In this section, we evaluate the performance of several scheduling strategies with respect to the efficiency and the execution time obtained when they are applied to schedule master-worker applications on homogeneous systems. As we have stated in previous sections, we focus our study on a set of applications that are supposed to exhibit a highly regular and predictable behavior. We will test different scheduling strategies that include both pure static strategies that do not take into account any runtime information and adaptive and dynamical strategies that try to learn from the application behavior.

As a main result from these simulation experiments, we are interested in obtaining information about how the proposed adaptive scheduling strategy performs on average, and some bounds for the worst case situations. Therefore, in our simulations we consider that the number of processors is available through the whole execution of the application (i.e. this would be the ideal case in which no suspensions occur).

4.1 Policies Description

The set of scheduling strategies used in the comparison were the following:

·  LPTF (Largest Processing Time First): For each iteration this policy first assigns the tasks with largest execution time.

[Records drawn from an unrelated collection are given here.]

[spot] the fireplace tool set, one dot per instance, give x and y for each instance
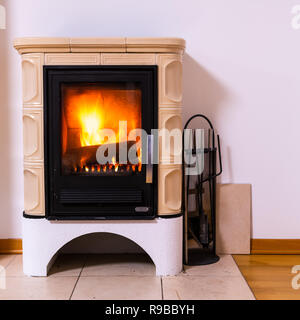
(199, 192)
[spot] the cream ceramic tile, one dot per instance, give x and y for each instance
(26, 288)
(206, 288)
(6, 259)
(67, 265)
(15, 268)
(118, 288)
(233, 218)
(224, 267)
(118, 265)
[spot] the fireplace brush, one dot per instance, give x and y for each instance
(199, 182)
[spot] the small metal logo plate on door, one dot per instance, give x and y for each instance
(141, 209)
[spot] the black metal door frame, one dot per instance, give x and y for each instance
(54, 77)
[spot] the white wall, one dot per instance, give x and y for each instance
(241, 70)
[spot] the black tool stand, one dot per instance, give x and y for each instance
(199, 193)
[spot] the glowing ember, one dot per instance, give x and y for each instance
(87, 110)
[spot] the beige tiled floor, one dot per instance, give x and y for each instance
(121, 277)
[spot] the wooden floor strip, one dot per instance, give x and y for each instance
(275, 246)
(10, 246)
(270, 276)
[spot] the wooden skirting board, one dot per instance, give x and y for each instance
(258, 246)
(275, 246)
(10, 246)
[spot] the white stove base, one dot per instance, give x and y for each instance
(161, 239)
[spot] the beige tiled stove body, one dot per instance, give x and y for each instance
(166, 53)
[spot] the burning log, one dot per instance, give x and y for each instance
(78, 157)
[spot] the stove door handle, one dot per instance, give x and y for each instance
(149, 166)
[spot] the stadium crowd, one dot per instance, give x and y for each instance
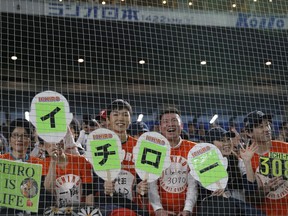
(257, 167)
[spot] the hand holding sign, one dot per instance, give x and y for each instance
(105, 153)
(152, 156)
(208, 166)
(50, 114)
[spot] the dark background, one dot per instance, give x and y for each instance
(234, 82)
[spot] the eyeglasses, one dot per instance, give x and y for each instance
(23, 136)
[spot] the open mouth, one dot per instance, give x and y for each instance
(171, 130)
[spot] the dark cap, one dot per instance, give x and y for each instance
(218, 134)
(137, 128)
(119, 104)
(102, 115)
(253, 119)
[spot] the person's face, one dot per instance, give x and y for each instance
(225, 146)
(51, 147)
(119, 120)
(263, 132)
(171, 126)
(85, 127)
(72, 150)
(20, 140)
(73, 132)
(103, 123)
(191, 129)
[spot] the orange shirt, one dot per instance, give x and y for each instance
(274, 163)
(173, 182)
(30, 159)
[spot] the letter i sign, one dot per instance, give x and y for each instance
(50, 114)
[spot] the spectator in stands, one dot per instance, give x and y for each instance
(101, 119)
(3, 145)
(87, 127)
(201, 132)
(66, 173)
(20, 135)
(163, 201)
(272, 178)
(283, 132)
(193, 132)
(231, 200)
(75, 128)
(136, 129)
(119, 118)
(155, 127)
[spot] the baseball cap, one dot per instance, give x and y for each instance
(102, 115)
(253, 119)
(218, 134)
(137, 127)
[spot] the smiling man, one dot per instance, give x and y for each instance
(175, 193)
(119, 119)
(270, 163)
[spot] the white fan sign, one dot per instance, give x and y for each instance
(151, 155)
(104, 151)
(50, 114)
(208, 166)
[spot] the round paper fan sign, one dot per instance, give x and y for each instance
(104, 151)
(208, 166)
(50, 114)
(151, 155)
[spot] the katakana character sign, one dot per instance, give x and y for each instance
(104, 151)
(50, 114)
(208, 166)
(152, 155)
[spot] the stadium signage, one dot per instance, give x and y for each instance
(264, 22)
(146, 14)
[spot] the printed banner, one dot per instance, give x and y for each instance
(181, 16)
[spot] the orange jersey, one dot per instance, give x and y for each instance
(267, 166)
(77, 165)
(173, 182)
(126, 179)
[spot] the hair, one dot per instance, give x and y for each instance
(119, 104)
(169, 110)
(23, 123)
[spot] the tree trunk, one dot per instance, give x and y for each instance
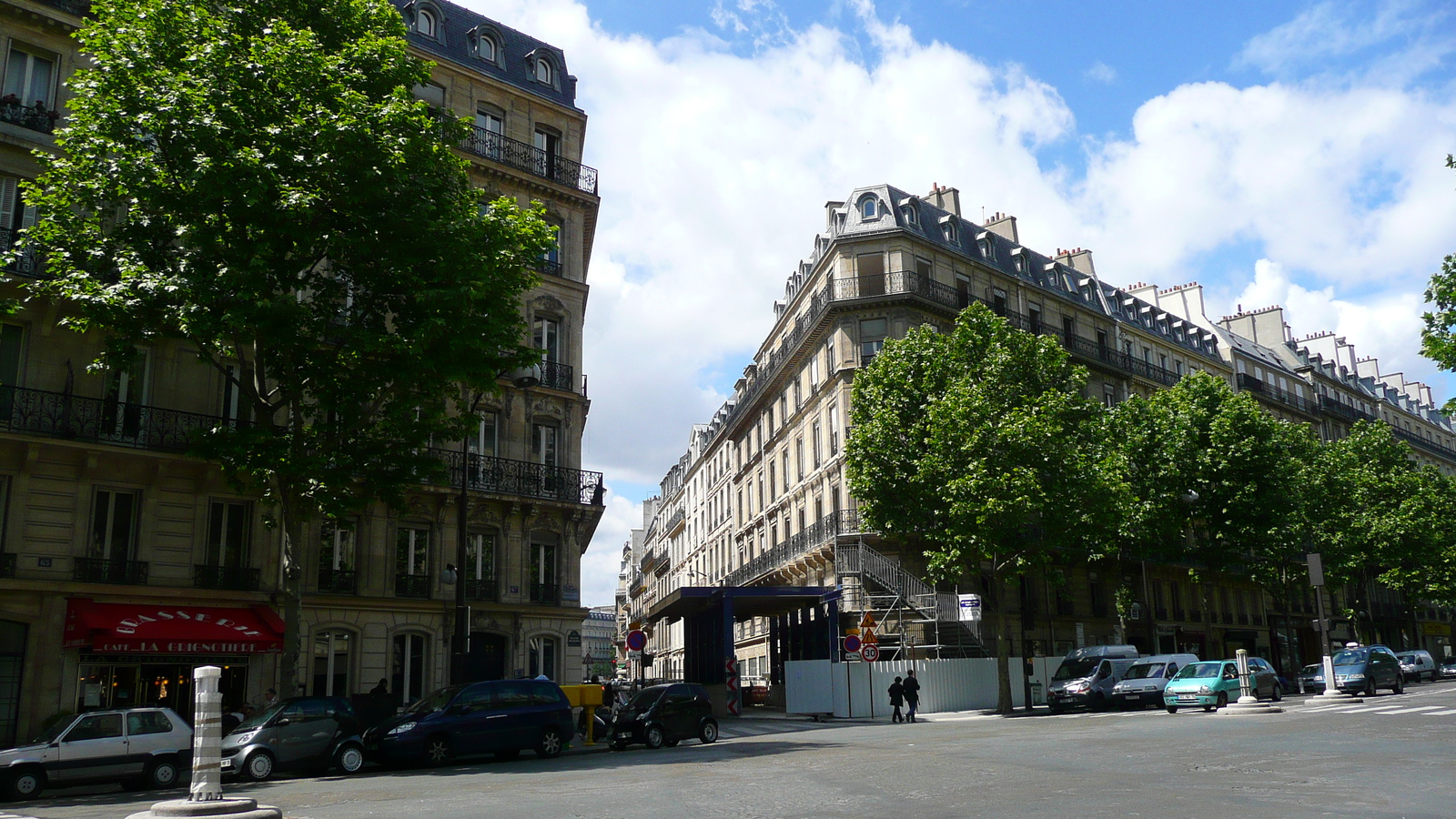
(1002, 646)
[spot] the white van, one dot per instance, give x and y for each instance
(1145, 681)
(1087, 676)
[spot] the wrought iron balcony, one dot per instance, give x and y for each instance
(557, 375)
(229, 577)
(339, 581)
(523, 479)
(524, 157)
(99, 570)
(412, 586)
(34, 116)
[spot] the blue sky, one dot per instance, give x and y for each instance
(1276, 152)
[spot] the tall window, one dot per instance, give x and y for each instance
(29, 77)
(114, 525)
(408, 668)
(228, 531)
(331, 663)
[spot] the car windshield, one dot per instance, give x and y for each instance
(55, 732)
(1077, 669)
(433, 703)
(1145, 671)
(258, 719)
(1200, 671)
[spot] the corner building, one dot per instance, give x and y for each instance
(126, 562)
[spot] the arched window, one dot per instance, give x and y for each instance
(427, 24)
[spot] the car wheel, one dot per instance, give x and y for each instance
(259, 765)
(162, 774)
(551, 745)
(349, 758)
(437, 751)
(22, 784)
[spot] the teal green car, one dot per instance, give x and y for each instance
(1216, 683)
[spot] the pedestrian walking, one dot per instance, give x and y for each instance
(912, 688)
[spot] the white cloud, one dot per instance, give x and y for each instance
(1099, 72)
(715, 167)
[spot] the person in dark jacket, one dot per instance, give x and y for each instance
(912, 688)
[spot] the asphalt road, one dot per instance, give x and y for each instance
(1390, 756)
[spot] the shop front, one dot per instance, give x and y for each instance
(133, 654)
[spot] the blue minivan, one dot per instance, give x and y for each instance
(500, 717)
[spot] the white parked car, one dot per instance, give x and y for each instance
(140, 748)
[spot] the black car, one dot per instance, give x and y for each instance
(298, 733)
(501, 717)
(666, 714)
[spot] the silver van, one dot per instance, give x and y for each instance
(1087, 676)
(1145, 681)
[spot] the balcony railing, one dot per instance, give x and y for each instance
(412, 586)
(1276, 394)
(99, 570)
(99, 420)
(548, 593)
(339, 581)
(523, 479)
(228, 577)
(557, 375)
(34, 116)
(482, 589)
(531, 159)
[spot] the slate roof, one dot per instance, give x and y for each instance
(513, 66)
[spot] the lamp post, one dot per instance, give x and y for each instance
(460, 639)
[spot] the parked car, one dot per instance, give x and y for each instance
(666, 714)
(1417, 663)
(138, 748)
(302, 732)
(1366, 669)
(1145, 680)
(1212, 685)
(1087, 676)
(501, 717)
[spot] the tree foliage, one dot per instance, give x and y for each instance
(257, 181)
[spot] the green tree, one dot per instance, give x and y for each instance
(977, 450)
(255, 181)
(1439, 334)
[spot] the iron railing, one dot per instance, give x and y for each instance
(557, 375)
(412, 586)
(34, 116)
(1278, 395)
(101, 570)
(531, 159)
(228, 577)
(523, 479)
(339, 581)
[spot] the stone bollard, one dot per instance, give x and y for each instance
(206, 797)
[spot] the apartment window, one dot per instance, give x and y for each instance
(408, 668)
(331, 663)
(228, 531)
(114, 525)
(411, 551)
(29, 77)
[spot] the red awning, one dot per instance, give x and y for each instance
(171, 629)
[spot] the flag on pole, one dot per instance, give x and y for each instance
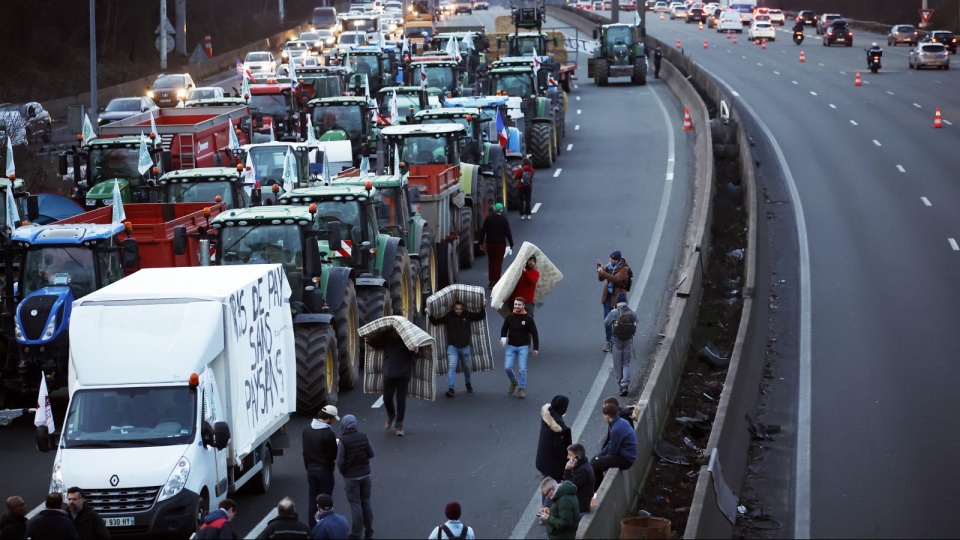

Before an iteration begins, tasks are sorted decreasingly by execution time. Then, each time a worker is ready to receive work, the master sends the next task of the list, that is, the task with largest execution time. It is well known that LPTF is at least ¾ of the optimum [9]. This policy needs to know the exact execution time of the tasks in advance, which is not generally possible in a real situation, therefore it is only used as a sort of upper bound in the performance achievable by the other strategies.

·  LPTF on Expectation: It works in the same way as LPTF, but tasks are initially sorted decreasingly by the expected execution time. In each iteration tasks are assigned in that predefined order. If there is no variation of the execution time of the tasks, the behavior of this policy is the same as LPTF. This policy is static and non-adaptive, and represents the case in which the user has an approximately good knowledge of the behavior of the application and wants to control the execution of the tasks in the order that he specifies. Obviously, it is possible for a user to have an accurate estimation of the distribution of times between the tasks of the application, but in practice, small variations will affect the overall efficiency because the order of assignment is fixed by the user at the beginning.

·  Random: For each iteration, each time a worker is ready to get work, a random task is assigned. This strategy represents the case of a pure dynamic method that does not know anything about the application. In principle, it would obtain the worst performance of all the presented strategies, therefore it will be used as a lower bound in the performance achievable by the other strategies.

4.2. Simulation Framework

All described scheduling policies have been simulated systematically, to obtain efficiency and execution time, with all the possible number of workers ranging from 1 to as many workers as numbers of tasks, considering the following factors:

·  Workload (W): This represents the work percentage done when executing the 20% largest tasks. We have considered 30%, 40%, 50%, 60%, 78% 80% and 90% workload values. A 30% workload would correspond to highly balanced applications in which near all the tasks exhibit a similar execution time. On the contrary, a 90% workload would correspond to applications in which a small number of tasks are responsible for the largest amount of work. Moreover, the 20% largest tasks can have similar or different execution times. They are similar if their execution time differences are not greater than 20%. The same happens to the other 80% of tasks. For each workload value we have undertaken simulations with the four possibilities (referred as i-i in figures of section 4.3).